I think this is one of the most powerful forms of photography. The best photojournalists do this every time they pick up the camera.
The fly in the room
I think the “fly on the wall” isn’t the best description, because this just means you are in the room. More like ease dropping on the conversation. The photos that are most compelling require good composition and lighting on top of the decisive moment to capture the essence of the subject and message.
|Nikon D4, 28-300mm, ISO 12,800, ƒ/8, 1/200|
I like to see myself moving around the room like a fly. Have you ever tried to get rid of a fly and they seem to disappear in the room only to notice them right in front of you at times. While I do not want to equate what I am doing as being a pest, I do want you to notice how the fly is able to get very close and quickly get out of the way.
The obstacle course
|Nikon D4, 28-300mm, ISO 4,000, ƒ/5.6, 1/250 [Combating the teleprompter and microphone]|
Most every place I am photographing is like working an obstacle course. To get a good line of sight to a subject requires me to move a great deal at times.
Microphones on podiums often are right in front of the speaker’s face. You are moving side to side and even behind the speaker to find an angle to not just get rid of the microphone, but sometimes teleprompters and things like flower arrangements.
|Nikon D4, 28-300mm, ISO 11,400, ƒ/5.6, 1/250 [Moved to the side to eliminate the problem with the teleprompter and microphone.]|
Those are just the things between the camera and subject and then you have to contend with a background. Often you are trying to move to keep things from growing out the head of the speaker or looking like they are being impaled by something.
|Nikon D4, 28-300mm, ISO 6400, ƒ/5.6, 1/250 [Found another spot to get a clean shot of the speaker]|
|Nikon D4, 28-300mm. ISO 12,800, ƒ/5.6, 1/250 [I am using the plants around the stage as a way to frame the subject.]|
Off the stage and informal
My favorite shots at meetings are never from the stage but the small conversations at receptions or just in the halls outside the meetings. This is where you see relationships.
|Nikon D4, 14-24mm, ISO 11,400, ƒ/3.5, 1/200 [I came in close to show this moment and used a shallow depth-of-field to keep the focus on the foreground of the two people.]|
I think we all so want of a good relationship in our life that we enjoy seeing other relationships as well. We hope to learn something from them and appreciate them. I believe the reason we are here on this earth is for relationship and that our DNA makeup has us pursuing this every day of our lives.
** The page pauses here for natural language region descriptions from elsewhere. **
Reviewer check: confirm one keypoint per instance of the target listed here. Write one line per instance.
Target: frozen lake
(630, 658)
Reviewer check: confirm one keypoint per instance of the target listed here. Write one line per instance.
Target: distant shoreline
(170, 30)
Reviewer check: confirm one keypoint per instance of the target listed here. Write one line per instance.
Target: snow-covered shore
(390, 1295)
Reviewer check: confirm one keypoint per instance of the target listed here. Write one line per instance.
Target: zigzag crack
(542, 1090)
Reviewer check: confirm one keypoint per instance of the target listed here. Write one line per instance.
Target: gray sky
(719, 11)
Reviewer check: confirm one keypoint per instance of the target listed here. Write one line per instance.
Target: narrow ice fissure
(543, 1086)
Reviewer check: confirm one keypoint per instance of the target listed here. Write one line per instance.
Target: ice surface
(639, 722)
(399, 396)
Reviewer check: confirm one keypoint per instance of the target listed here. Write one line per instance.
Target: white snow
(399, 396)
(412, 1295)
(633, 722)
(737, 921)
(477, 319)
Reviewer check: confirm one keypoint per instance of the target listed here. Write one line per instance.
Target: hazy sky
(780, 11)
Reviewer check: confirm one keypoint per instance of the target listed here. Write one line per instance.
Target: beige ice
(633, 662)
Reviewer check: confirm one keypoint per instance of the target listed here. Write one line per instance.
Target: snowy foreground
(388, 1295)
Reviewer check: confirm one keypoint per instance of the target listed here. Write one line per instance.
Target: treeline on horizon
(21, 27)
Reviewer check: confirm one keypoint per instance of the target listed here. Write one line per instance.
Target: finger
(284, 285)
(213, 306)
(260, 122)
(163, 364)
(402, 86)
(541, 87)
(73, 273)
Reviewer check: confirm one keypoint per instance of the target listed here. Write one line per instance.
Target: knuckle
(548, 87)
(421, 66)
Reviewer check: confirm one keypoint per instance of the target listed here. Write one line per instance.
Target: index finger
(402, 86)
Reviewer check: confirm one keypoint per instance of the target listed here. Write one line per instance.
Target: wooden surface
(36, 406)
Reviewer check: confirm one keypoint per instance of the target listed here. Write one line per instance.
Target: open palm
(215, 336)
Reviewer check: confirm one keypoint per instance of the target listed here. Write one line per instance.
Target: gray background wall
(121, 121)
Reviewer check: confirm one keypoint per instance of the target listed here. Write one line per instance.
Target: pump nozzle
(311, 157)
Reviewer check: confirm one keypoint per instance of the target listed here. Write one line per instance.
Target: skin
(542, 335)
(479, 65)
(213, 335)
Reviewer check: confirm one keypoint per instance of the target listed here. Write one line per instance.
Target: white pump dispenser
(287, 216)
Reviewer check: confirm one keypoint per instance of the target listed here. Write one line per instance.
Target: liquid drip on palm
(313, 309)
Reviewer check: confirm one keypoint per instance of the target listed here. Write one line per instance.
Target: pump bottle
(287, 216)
|Nikon D4, 28-300mm, ISO 12,800, ƒ/8, 1/250 [Here I wanted to show the ladies listening to their friend and so I used ƒ/8 for a little more depth-of-field.]|
Capturing people in relationships of all kinds I believe is the core value of the human race. We celebrate strong relationships through marriages and parties. We punish those who destroy relationships that steal or even kill another. However, even in these situations we can be brought to tears when relationships are restored.
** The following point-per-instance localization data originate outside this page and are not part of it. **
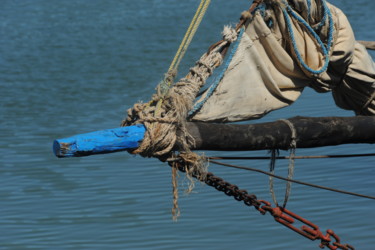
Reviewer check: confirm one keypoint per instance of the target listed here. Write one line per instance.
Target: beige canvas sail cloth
(265, 75)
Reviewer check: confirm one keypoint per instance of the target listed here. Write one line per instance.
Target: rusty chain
(281, 215)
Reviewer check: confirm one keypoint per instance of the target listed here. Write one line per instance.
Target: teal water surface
(75, 66)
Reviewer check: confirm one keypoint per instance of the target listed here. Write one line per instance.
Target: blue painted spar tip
(100, 142)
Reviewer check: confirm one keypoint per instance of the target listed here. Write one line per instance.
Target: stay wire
(291, 180)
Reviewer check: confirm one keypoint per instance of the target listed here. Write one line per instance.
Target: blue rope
(325, 49)
(214, 85)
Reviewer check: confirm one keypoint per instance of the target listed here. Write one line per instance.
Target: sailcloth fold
(278, 56)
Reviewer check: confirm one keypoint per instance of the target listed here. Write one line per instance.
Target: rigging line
(193, 27)
(287, 157)
(294, 181)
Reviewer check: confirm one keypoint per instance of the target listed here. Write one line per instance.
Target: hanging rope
(294, 181)
(290, 13)
(169, 77)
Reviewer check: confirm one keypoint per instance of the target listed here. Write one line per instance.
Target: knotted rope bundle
(165, 115)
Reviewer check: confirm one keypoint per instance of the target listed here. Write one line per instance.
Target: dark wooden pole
(310, 132)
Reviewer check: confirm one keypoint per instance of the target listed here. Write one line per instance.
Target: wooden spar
(310, 132)
(100, 142)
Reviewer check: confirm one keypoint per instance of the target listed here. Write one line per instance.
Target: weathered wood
(100, 142)
(311, 132)
(368, 44)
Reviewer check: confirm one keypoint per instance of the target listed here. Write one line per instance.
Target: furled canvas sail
(285, 47)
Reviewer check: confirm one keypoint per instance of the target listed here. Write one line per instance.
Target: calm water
(69, 67)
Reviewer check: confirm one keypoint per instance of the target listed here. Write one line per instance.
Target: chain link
(280, 214)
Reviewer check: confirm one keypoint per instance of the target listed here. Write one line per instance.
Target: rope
(294, 181)
(288, 13)
(168, 80)
(275, 154)
(288, 157)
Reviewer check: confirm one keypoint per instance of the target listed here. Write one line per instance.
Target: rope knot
(229, 34)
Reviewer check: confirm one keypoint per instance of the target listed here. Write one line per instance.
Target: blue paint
(100, 142)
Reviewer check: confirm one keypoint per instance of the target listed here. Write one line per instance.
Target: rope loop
(289, 13)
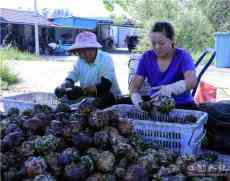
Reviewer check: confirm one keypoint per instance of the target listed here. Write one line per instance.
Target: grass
(7, 77)
(10, 53)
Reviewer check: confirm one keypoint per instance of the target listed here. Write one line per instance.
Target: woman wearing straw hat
(94, 70)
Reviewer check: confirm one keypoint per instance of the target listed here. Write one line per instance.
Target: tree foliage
(195, 21)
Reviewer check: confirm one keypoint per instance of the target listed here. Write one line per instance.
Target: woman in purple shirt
(169, 70)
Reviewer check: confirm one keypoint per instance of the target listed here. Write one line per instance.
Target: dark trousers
(106, 100)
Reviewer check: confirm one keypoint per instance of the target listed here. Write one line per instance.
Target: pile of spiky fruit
(162, 104)
(43, 144)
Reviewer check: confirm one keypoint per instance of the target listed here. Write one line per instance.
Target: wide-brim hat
(85, 39)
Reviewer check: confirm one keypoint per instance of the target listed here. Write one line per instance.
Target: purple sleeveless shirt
(181, 62)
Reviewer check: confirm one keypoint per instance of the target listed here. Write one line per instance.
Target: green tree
(217, 12)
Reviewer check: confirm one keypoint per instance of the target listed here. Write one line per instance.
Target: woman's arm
(190, 79)
(136, 83)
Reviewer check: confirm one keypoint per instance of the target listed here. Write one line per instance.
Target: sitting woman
(170, 71)
(94, 70)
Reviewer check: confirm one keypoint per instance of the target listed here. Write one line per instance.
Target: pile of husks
(42, 144)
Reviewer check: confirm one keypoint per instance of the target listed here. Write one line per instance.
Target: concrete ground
(46, 74)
|Nikon D4, 85mm, ISO 1,100, ƒ/1.4, 1/250 [Here I wanted to isolate the subject so I used the 85mm @ ƒ/1.4 for a shallow depth-of-field.]|
Showing how people are engaged is one way to capture those relationships. Another thing is to show how interesting a person is and this can be done by isolating the subject. It is the mixing of all these different lenses, ƒ-stops and compositions that help me bring more impact to the moment. While I have chosen sometimes to go wide and other times to isolate, notice how even with their differences of nuance they still have you focused on a relationship.
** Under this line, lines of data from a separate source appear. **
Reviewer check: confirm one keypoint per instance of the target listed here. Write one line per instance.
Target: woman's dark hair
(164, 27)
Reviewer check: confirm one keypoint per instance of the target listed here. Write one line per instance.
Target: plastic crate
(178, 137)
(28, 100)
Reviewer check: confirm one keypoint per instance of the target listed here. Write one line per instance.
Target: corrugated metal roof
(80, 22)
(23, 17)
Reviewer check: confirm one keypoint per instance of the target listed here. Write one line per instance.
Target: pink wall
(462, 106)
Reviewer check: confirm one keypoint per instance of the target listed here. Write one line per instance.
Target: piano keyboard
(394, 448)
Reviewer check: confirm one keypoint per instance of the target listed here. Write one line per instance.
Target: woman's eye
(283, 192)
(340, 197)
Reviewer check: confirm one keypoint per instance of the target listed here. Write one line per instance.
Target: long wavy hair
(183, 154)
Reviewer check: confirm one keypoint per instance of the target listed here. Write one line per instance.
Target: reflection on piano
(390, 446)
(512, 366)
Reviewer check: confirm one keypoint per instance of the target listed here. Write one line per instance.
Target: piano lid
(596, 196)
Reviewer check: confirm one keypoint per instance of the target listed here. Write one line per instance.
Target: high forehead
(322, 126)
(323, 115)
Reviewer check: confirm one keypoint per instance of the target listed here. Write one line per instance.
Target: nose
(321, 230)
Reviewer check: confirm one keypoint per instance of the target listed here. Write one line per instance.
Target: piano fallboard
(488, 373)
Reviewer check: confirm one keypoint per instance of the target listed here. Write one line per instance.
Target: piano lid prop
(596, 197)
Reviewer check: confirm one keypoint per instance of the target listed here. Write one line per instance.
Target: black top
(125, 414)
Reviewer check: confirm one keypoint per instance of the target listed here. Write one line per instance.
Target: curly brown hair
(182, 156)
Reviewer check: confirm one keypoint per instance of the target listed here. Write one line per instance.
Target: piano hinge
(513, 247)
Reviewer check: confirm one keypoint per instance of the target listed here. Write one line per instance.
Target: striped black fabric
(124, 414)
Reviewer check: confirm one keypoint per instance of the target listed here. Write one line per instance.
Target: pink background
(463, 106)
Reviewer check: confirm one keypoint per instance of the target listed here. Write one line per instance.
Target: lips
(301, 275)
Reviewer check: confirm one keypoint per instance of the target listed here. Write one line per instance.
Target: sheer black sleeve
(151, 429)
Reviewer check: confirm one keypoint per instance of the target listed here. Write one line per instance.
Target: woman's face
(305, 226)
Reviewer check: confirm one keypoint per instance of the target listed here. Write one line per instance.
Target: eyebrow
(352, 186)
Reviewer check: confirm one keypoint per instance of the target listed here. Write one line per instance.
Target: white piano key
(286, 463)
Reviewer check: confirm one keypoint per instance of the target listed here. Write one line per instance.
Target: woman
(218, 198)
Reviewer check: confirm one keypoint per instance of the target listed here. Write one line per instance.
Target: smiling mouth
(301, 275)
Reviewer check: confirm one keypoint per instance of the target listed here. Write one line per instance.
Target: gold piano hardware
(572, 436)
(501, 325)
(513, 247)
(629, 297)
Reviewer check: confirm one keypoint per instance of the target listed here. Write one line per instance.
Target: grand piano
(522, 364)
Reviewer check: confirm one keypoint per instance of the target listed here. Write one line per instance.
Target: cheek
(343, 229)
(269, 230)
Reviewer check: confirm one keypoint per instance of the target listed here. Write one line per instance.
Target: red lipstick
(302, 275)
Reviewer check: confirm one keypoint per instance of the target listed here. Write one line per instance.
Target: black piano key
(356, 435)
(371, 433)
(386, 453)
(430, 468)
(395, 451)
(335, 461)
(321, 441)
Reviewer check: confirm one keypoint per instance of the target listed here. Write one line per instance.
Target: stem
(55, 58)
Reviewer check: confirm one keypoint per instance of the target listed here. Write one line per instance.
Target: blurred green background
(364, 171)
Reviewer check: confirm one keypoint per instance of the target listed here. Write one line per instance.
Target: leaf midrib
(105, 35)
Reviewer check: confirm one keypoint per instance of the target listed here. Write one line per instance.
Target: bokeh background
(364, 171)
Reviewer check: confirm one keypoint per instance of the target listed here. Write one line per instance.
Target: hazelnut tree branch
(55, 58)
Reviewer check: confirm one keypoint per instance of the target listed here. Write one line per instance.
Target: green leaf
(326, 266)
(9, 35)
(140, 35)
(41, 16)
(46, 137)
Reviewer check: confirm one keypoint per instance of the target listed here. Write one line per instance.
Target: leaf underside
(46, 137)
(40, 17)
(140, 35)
The reason I think photography is so powerful as compared to words—it has the power to capture the essence in relationships.
My tip to you is to hire photographers who value relationships and to take the time when we photograph people to honor the importance of this by picking the right moments using composition and lighting to celebrate humanity.
I don’t want to be a fly on the wall—I want a relationship with those in the photo. My goal is to develop friendships for myself and to connect others to those people.